This week was the second Sunday of Easter, and our songs were gathered around the theme of....Easter. Below, you’ll find the list of the songs and artists. Clicking the song titles will take you to the lyrics. Below the songs, you can find recordings from Sunday morning of a few of them, and below the recordings, there is an example of one way you might think of these songs in light of this week's theme. If you want to talk about any of these, feel free to comment at the bottom of this page or email me at jamie@ubcwaco.org.
Songs:
Heart Won't Stop by John Mark and Sarah McMillan
Amazing Grace by Citizens & Saints
Rise Up by Bifrost Arts
Noise by Jameson McGregor
Mystery by Jameson McGregor (adapted from Charlie Hall)
How They Fit In:
There are many ways to think about the significance of songs and the way they fit together–-this is simply one way you can look at these songs in light of this week’s theme.

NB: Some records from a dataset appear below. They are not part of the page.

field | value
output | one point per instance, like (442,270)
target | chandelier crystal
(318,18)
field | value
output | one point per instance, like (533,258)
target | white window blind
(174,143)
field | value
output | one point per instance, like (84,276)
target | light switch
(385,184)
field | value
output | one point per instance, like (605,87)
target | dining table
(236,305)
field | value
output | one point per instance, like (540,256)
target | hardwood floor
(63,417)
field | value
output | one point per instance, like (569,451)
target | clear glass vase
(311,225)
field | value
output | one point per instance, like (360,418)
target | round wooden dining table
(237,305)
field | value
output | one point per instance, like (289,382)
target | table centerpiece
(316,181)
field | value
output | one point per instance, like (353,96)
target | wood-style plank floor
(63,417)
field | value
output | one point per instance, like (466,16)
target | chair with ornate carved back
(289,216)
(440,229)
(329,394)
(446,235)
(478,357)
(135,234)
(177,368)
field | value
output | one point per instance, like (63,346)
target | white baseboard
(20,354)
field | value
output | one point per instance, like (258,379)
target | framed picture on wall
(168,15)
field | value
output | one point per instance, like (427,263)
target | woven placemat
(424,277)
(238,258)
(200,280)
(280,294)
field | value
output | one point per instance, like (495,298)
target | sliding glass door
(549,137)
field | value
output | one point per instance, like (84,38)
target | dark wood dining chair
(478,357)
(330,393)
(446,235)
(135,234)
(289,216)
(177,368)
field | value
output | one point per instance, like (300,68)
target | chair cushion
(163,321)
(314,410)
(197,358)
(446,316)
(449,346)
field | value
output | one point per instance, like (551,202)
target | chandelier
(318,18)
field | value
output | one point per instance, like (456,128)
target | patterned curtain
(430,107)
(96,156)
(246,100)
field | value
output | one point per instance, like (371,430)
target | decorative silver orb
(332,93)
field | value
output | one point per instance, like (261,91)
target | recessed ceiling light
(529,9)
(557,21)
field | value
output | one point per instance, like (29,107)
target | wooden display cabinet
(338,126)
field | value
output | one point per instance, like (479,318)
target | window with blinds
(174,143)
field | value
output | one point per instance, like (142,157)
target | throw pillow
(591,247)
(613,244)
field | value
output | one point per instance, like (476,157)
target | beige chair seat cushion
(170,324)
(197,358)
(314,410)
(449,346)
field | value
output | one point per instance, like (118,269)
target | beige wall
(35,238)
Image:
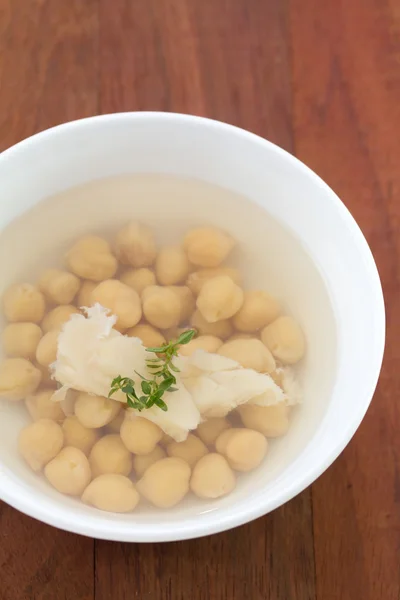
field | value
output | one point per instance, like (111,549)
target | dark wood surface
(322,79)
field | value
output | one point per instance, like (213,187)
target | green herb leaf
(163,378)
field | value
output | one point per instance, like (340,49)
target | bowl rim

Heart Won't Stop: In Easter, we find that there are no barriers that God is not willing to cross to set things right with us. The refrain of "Your heart won't stop coming after me" is about more than just a vague notion of the Love of God, but rather speaks to the redemptive force of the Love of God. This season offers us an opportunity to consider the work that God is doing in creation, and the God is drawing us into in our own lives.
Amazing Grace: The Resurrection is a transformative act of grace that has implications for the whole of creation. It is a Yes to life and the created world. This song talks about the implications of the Resurrection for our lives, and we sang it to rehearse speaking the truth about God's ongoing redemption project in our midst.

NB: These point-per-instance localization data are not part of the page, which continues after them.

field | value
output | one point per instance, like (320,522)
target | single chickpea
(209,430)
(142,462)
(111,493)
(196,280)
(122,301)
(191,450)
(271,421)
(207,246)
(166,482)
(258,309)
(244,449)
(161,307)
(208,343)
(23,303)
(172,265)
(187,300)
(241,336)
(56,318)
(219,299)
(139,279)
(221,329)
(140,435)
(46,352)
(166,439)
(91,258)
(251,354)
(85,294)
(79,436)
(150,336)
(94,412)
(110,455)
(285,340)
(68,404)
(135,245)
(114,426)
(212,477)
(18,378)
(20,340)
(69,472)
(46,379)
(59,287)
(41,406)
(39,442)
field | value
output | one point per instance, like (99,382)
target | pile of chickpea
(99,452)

Rise Up: This song takes up the resurrection theme from a different angle; namely, that of the implications of the Resurrection for justice in the world. Christ took up the cause of the oppressed (became oppressed), entered the depths of suffering and death, and in rising again, offers a distinct kind of hope that cycles of violence and oppression are not locked into the tracks they appear to be. Christ's rising offers hope that the lowly to can rise. The chorus of the song can be looked at in two ways: a plea for God to rise up to defend the cause of the oppressed, and a call to one another, as the body of Christ, to rise up to defend the cause of the oppressed. We sang this song to begin to broaden our understanding of who Jesus is as the Risen One, and who we are called to be as resurrection people.

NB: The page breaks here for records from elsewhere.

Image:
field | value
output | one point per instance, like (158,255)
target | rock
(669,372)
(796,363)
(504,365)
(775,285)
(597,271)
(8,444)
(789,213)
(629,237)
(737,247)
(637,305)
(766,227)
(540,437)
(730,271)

Noise: This song is about God painting death and resurrection onto our lives by entering into our suffering and drawing us through it.
Mystery: We sang this song to look over our shoulder at last week's songs. This is what we said about Mystery then: This is a protest song. And Easter is a protest day. In the Resurrection of Jesus, we have the defeat of death, yes, but we also have an empire and religious institution put to shame as their supposedly final assertion of power over the trouble-maker Jesus doesn't work. If the power that corrupt systems of oppression carry is falsified, these systems cannot hope to stand for long. So, the formula Christ has died, Christ is risen, Christ will come again is multi-valent, and one of those valences is of the raised-fist variety. This was true then, and it is true now.
Doxology: We close our time together each week with this proclamation that God is worthy of praise from every inch of the cosmos.